Semester 44 is busy with campus life, but at the end of each day we come together with our cabins. The cabins are heated by wood stoves, and each night a roaring fire is lit so that we stay warm all through the night and into the day. It has been especially cold—snowing multiple feet in the past week – so we have been happy to come back to the cabins at the end of each day with a warm fire. At 9:45, when everyone heads back to their cabins, usually we stay up and talk about our days or anything that is on our mind.  Our cabins have become a homey space, where most students have hung up pictures, posters or decorations. Every week, the cabins meet with their apprentices to discuss any logistical matters for the week, reflect on how they are doing, and share about themselves in circle. Circle is a time when a group of people come together and intentionally share about what makes each person who they are; questions range from what makes you passionate in life to having the ability to spray any 5 liquids from your fingers, what would they be. The apprentices for each cabin will typically spend one night a week sleeping in the cabins, to be there in case anything happens and for extra bonding time.  This past week each cabin elected a representative that will act as a go between for faculty and students. These representatives will also play a significant role in bringing student ideas for Semester 44 to meetings—weekend activities or policies like packages and technology. Similar to our responsibility to keep the cabins warm, we also have cabin inspection every week. This means that on Saturdays, usually at lunch time, Hayden (the judge) will check and grade each cabin on a number of chores like sweeping, shoveling the snow from our boardwalks, taking out the trash, tidying the wood stove and making our beds. Along with the grading scale, comes an opportunity to “bribe” Hayden. This means that you can earn extra points on cabin inspection by serenading her in Who’s hall or leaving drawings for her to enjoy. Overall, cabin life has been a highlight of our HMI experience thus far; it is the perfect example of the significance of a small, intentional community where we feel comfortable being who we are.  

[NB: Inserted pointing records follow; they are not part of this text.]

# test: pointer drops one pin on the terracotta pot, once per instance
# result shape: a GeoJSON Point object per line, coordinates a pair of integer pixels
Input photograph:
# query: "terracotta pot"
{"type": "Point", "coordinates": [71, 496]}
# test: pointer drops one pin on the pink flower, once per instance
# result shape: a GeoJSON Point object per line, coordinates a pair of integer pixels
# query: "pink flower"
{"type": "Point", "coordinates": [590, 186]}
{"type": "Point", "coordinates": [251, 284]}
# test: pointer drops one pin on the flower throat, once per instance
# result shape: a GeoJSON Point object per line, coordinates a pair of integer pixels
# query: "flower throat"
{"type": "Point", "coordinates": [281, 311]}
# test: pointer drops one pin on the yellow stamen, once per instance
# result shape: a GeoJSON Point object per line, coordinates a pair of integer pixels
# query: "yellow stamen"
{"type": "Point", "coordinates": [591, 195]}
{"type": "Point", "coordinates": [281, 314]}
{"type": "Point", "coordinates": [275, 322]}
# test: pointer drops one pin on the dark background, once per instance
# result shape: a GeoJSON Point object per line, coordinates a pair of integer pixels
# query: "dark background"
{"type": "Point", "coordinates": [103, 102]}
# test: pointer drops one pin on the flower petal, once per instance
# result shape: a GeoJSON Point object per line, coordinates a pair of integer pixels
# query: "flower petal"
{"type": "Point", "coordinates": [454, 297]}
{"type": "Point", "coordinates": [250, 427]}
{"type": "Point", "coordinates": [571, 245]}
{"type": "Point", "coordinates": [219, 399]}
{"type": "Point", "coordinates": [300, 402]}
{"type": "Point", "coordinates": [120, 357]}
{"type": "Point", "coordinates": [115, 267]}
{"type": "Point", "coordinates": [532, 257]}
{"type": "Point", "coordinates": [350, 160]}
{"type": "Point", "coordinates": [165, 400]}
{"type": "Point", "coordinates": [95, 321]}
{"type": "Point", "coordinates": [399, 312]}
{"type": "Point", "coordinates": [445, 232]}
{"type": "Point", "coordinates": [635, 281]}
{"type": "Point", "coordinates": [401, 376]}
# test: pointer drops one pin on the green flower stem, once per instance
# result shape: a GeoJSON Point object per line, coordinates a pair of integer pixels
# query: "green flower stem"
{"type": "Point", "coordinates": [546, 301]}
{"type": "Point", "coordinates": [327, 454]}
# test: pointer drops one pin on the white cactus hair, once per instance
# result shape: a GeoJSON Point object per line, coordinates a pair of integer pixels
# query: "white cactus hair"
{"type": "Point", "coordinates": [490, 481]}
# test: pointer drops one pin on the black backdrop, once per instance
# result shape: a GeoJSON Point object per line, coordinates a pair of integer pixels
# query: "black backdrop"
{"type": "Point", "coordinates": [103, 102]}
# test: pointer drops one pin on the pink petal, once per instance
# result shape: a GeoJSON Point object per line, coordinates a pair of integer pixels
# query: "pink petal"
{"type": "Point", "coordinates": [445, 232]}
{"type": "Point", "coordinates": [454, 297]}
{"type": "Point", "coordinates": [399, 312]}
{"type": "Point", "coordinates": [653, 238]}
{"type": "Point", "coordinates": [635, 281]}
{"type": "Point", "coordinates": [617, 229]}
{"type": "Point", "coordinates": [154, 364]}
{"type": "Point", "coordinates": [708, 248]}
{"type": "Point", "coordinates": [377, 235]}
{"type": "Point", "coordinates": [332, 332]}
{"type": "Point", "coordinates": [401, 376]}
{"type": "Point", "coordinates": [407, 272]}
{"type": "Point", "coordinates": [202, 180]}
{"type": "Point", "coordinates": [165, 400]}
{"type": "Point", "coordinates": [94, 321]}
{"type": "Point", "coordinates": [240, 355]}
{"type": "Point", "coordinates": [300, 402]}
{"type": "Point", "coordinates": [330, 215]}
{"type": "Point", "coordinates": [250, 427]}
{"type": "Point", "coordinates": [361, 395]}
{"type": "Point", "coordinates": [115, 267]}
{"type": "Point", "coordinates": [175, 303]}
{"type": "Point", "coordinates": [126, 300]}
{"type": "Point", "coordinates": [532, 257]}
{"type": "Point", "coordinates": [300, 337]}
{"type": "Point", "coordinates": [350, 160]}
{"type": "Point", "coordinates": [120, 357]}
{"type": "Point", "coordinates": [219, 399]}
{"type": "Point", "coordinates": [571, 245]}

When preparing for HMI, all of the emails and other prep materials from the faculty were full of warnings that the academics of HMI would be rigorous, and they weren’t kidding. Our days back on campus since the first expedition have been almost completely full of educational classes. Our typical weekday schedule includes classes from 9:00am until 5:30pm. The rumors were true, students also have classes on the first half of Saturdays. Weekend classes take place before hours of free time to hang out, do homework, nap or shower, and also before the students depart for town time: time for the students to separate into small groups or individuals to explore the streets and local shops of Leadville. To a typical high schooler, this weekly schedule full of classes sounds completely undesirable, but semester 44 students have given feedback about how enjoyable the classes are; specifically because all of the teachers are so engaging and truthfully make learning enjoyable. Many students have been reflecting on the rigor of the academic courses at HMI as well, stating that they have “never read this much poetry” or “have never intentionally annotated a text in this depth”. Still, students have found themselves excited for their next class, or continuing discussions from class at meals. With this being said, students have also been reflecting on the workload now built into their nightly routine. During study hall periods, which are 2 hours dedicated to getting schoolwork done, you can find students filling the main buildings. Who’s Hall (the dining hall on campus), Hope Library (HMI’s library), and The Classroom (a classroom on campus) are all spaces used for a coffee-house type feel, where students are free to chat and laugh alongside friends while engaging in the homework they have to complete for the next day. The East Building is used during study hall for students wishing for complete silence during their work time. Over the past few days as the academic workload has been building, more and more students have been found taking advantage of the silent rooms of the east building.